From a lifetime of smoking and working with wood, Thomas says his lungs “have had a fairly stressful time with dust and muck and everything. They told me at 50 I had to stop smoking because I’d kill myself. Then of course, years later, life comes and surprises you.”
Like several PEACE recruits, Thomas was already signed up to a different cancer research trial run through the Crick called TRACERx, which studies the biopsies of tumours surgically removed from living patients. Being part of active research appeals to him, so he was an ideal candidate for researchers to bring up the subject of autopsy. “I’ve been a carpenter all my life – dirt’s dirt, isn’t it?” he says. “I’ve got a fairly rounded view of life and death. I’m a Christian, don’t get me wrong, but I think of myself as just another ant, running over this planet destroying it. So I said ‘Yes, let’s go for it’ – because there is no cure for this type of cancer, what have I got to lose? Let’s give something back.”

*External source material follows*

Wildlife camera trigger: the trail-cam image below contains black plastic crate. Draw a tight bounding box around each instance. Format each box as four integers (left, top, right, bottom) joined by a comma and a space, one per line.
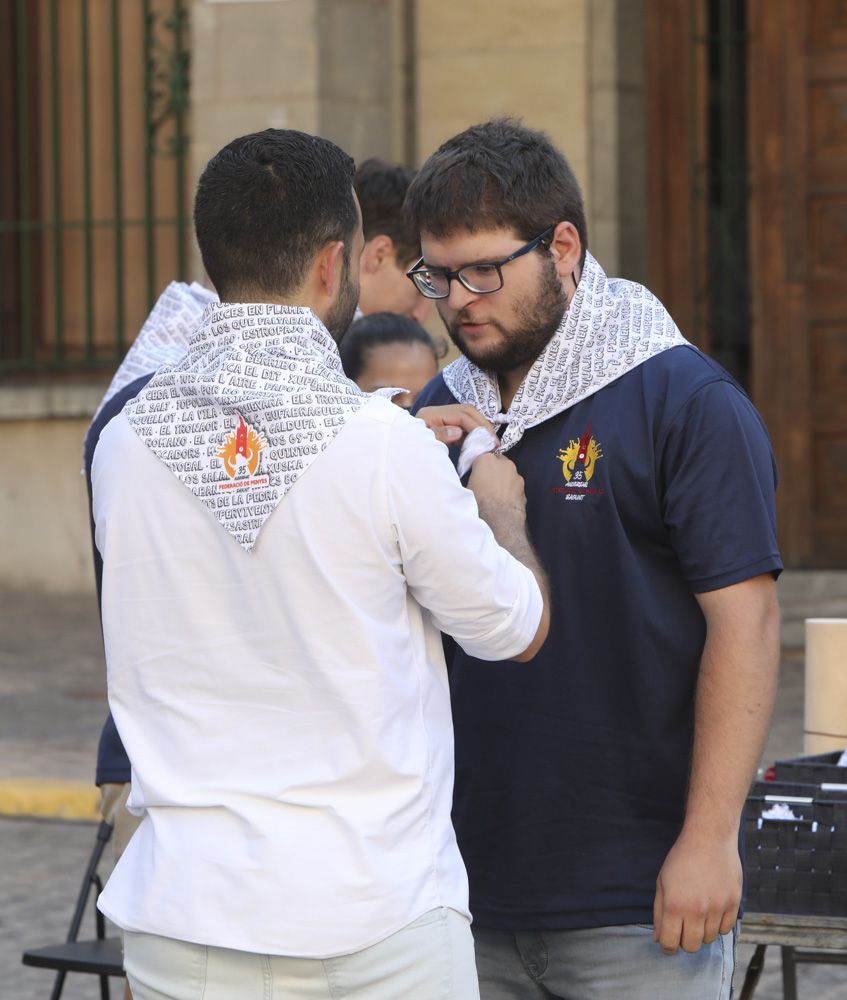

Behind Thomas’s upbeat demeanour is a man whose body is increasingly weak. He can no longer walk very far, and his skin has suffered since his last round of immunotherapy drugs. But every morning, he takes out his deaf Staffordshire bull terrier out to the waterfront near his house. The two of them will sit, sometimes for a couple of hours, and give space to their thoughts. “I don’t get emotional because I think I’m going to die, but sometimes I get a bit frustrated because I can’t do what I want to do,” he says. “I very rarely get depressed, because I think my life has been good. But it’s easy to die; it’s harder for your family or your partner.”
For Lynn, the road ahead will no doubt be difficult. But she agrees Thomas is making the right choice. “Tom and I – we’re at the stage now where if I woke up tomorrow and he was gone, I couldn’t grieve, because I’ve done my grieving,” she says. “People will probably look at me and think ‘What a hard woman’. But they haven’t lived with him with the knowledge that he’s going to die. And I think he’s absolutely doing the right thing.”
To spend time with both patients such as Thomas and the researchers behind the PEACE study, is to see the strong, mutual respect. Ultimately, it is this human level of understanding – and the shared experiences of how cancer affects a family – that drives the study.
“I’m not daft enough to think my body will be the breakthrough,” says Thomas. “It will take many more volunteers before that happens.” But both he and Lynn take courage from the hope that his death may ultimately help people. Lynn says she thinks taking part in the research has helped Thomas, too.
“I don’t get down,” Thomas nods. “Not really. I think what keeps me so buoyant is the fact that I have given myself to research and to PEACE, and to know that it’s not all in vain. I’m not dying in vain.”